To investigate the effect of the branching position of the alkyl groups on the side chain of semiconducting polymers, we synthesized two series of semiconducting polymers based on thienothiophene-2,5-dione (PTTD4Ts) and quinacridone (PQA2Ts). 2-Decyltetradecyl, 3-decylpentadecyl, 4-decylhexadecyl, and 5-decylheptadecyl groups were used, and the branching position was systematically varied from the second carbon from the backbone to the fifth carbon. These branched side chains are introduced into the thiophene ring for PTTD4Ts and the quinacridone unit for PQA2Ts.
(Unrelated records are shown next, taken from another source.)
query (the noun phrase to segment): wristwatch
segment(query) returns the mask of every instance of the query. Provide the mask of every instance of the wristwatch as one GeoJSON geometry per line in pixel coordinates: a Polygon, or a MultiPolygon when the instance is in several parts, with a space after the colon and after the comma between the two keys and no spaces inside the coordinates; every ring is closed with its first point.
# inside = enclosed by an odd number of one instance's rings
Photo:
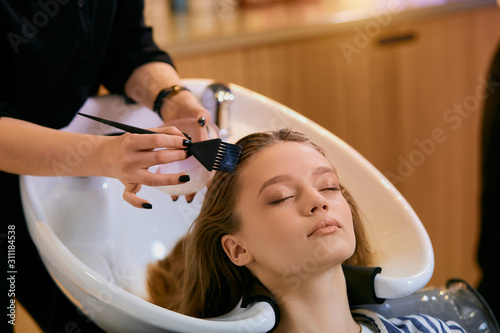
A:
{"type": "Polygon", "coordinates": [[[153,103],[153,111],[155,111],[158,114],[158,116],[160,116],[160,118],[163,119],[163,117],[161,116],[161,107],[163,105],[163,100],[169,96],[177,95],[183,90],[190,91],[188,88],[180,86],[178,84],[173,85],[167,89],[162,89],[156,96],[156,99],[153,103]]]}

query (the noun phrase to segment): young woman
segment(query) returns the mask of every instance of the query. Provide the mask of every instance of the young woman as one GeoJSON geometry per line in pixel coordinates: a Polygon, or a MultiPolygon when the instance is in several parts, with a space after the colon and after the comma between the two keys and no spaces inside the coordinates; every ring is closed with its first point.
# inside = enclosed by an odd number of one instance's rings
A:
{"type": "Polygon", "coordinates": [[[398,325],[463,332],[427,316],[351,314],[341,264],[367,265],[370,250],[337,172],[318,146],[290,130],[251,134],[238,144],[235,172],[215,175],[190,232],[150,266],[153,303],[219,316],[255,277],[277,298],[276,332],[400,332],[398,325]]]}

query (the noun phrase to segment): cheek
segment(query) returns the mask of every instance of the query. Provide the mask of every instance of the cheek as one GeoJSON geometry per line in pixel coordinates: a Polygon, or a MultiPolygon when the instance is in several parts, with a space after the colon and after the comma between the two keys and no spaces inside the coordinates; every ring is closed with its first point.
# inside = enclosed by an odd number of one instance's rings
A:
{"type": "MultiPolygon", "coordinates": [[[[352,220],[351,220],[352,221],[352,220]]],[[[356,234],[354,232],[354,226],[351,222],[348,228],[346,228],[347,231],[347,239],[346,239],[346,260],[352,257],[356,250],[356,234]]]]}
{"type": "Polygon", "coordinates": [[[245,247],[253,254],[255,261],[275,273],[282,273],[295,264],[300,256],[299,228],[293,220],[280,214],[260,216],[242,221],[241,236],[245,247]],[[294,244],[294,245],[291,245],[294,244]]]}
{"type": "Polygon", "coordinates": [[[356,235],[351,208],[343,197],[333,207],[336,217],[341,221],[342,232],[339,233],[338,244],[331,245],[336,247],[339,258],[348,259],[356,249],[356,235]]]}
{"type": "Polygon", "coordinates": [[[345,221],[347,221],[345,223],[344,228],[347,234],[347,242],[350,245],[347,246],[347,249],[351,251],[351,254],[349,255],[351,256],[354,253],[354,250],[356,249],[356,234],[354,232],[354,224],[352,220],[351,210],[349,209],[344,214],[345,214],[345,221]]]}
{"type": "Polygon", "coordinates": [[[349,203],[346,201],[346,199],[342,197],[333,205],[333,207],[334,211],[337,212],[339,218],[342,221],[342,227],[354,233],[351,207],[349,206],[349,203]]]}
The polymer thin films exhibited small but clear differences in their optical absorption spectra, suggesting that the intermolecular interaction in the solid state varied based on the branching position. The grazing incident X-ray diffraction study revealed that the π-π stacking d-spacing of both polymers decreased when the branching position was moved away from the backbones, indicating that the intermolecular interaction was enhanced. Therefore, regardless of the core where the alkyl groups were introduced, the branching position effectively improved the ordering structure of the polymers, which was most likely due to suppressed steric hindrance. Although PTTD4Ts did not exhibit a clear correlation between the branching position and charge carrier mobility, the mobility of PQA2Ts gradually increased as the branching position moved away from the backbone.